What made the few decades before 1970 extraordinary compared to much of history is that total factor productivity increased particularly rapidly. In the United States, TFP growth was four times faster between 1920 and 1970 than between 1890 and 1920.7 In fact, it was this rather than growth in education or capital per worker that gave the later period its special mojo. TFP growth in Europe was even faster than in the United States, especially after the war, partly because Europe adopted innovations already developed in the US.

Rapid growth was not only to be seen in national income statistics. By any measured outcome, quality of life was radically different by 1970 compared to what it was in 1920. The average person in the West ate better, had more heat in the winter and better cooling in the summer, consumed a larger variety of goods, and lived a longer and healthier life.9 With a shorter workweek and earlier retirement, life was no longer quite so dominated by the drudgery of daily labor. Child labor, omnipresent in the nineteenth century, had more or less disappeared in the West. There, at least, children could now enjoy their childhoods.


But in 1973 (or thereabouts) it all stopped.
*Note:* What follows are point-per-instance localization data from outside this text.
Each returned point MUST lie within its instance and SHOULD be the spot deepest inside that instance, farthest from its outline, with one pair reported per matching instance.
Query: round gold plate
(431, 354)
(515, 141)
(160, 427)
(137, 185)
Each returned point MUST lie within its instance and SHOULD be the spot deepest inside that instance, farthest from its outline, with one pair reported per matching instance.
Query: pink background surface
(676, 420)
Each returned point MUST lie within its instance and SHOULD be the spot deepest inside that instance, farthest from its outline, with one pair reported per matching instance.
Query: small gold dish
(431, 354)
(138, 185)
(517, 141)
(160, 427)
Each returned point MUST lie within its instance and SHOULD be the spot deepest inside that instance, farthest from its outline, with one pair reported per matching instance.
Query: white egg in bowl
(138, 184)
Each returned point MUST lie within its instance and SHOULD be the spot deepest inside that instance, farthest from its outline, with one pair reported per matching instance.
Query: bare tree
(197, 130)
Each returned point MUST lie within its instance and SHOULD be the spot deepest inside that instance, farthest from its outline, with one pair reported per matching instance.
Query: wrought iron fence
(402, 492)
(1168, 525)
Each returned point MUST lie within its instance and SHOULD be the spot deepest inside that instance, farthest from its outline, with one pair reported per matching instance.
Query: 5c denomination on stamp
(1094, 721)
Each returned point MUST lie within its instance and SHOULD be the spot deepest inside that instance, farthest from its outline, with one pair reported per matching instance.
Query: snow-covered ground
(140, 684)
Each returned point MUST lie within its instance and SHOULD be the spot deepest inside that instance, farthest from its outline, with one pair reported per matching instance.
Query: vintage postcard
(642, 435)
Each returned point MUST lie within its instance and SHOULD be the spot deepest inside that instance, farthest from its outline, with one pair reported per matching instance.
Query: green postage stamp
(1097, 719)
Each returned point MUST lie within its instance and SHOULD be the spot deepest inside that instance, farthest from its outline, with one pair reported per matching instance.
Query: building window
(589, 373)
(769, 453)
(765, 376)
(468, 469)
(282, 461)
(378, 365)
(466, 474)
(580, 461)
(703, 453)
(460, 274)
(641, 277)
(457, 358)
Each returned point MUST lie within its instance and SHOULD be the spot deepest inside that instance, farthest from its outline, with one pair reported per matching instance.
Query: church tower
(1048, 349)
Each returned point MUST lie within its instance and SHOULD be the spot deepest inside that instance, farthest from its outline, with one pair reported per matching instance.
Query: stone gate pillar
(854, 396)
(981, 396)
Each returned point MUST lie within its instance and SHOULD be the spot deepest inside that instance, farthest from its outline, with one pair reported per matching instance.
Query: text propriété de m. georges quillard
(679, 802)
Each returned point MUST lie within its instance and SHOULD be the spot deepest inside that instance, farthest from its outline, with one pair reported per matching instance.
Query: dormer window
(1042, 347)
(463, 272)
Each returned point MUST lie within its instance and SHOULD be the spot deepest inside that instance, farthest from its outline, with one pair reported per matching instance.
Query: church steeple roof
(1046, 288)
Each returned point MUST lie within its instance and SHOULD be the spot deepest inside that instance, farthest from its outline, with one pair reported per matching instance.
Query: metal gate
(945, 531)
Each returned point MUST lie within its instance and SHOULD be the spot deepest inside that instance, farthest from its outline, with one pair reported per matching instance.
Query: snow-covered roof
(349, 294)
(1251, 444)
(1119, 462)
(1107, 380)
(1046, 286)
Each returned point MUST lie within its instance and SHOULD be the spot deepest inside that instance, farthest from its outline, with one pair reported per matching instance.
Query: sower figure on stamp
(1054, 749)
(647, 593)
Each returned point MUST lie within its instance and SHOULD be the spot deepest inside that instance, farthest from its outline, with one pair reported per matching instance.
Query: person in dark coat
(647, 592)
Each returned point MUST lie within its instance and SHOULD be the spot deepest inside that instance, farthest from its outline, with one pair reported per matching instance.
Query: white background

On average, over the next twenty-five years, TFP has grown at only a third of the rate achieved in 1920–1970. What started with an economic crisis with a clear start date, and even a set of foreign powers to blame, became the new normal. The persistence of the slowdown was not immediately apparent. Born and bred during the golden age of economic growth, scholars and policy makers initially believed it was a temporary blip, soon to fix itself. By the time it became clear that slow growth was not just an aberration, the latest hope was that a new industrial revolution, spurred by computing power, was right around the corner. Computing power was increasing at a faster and faster speed, and computers were being introduced everywhere, much as electricity and the combustion engine once were. This would surely translate into a new era of productivity growth that would pull the economy with it. And indeed it finally happened. Starting in 

1995, we saw a few years of high TFP growth (though still significantly less than in the go-go years). It faded quickly, however. Since 2004, TFP growth and GDP growth both in the United States and in Europe seem to be back to the bad days of 1973–1994.11 In the United States, GDP growth did pick up in mid-2018, but TFP growth remains slow. Over the year, TFP grew only at an average of 0.94 percent,12 compared to the 1.89 percent achieved during the 1920–1970 period.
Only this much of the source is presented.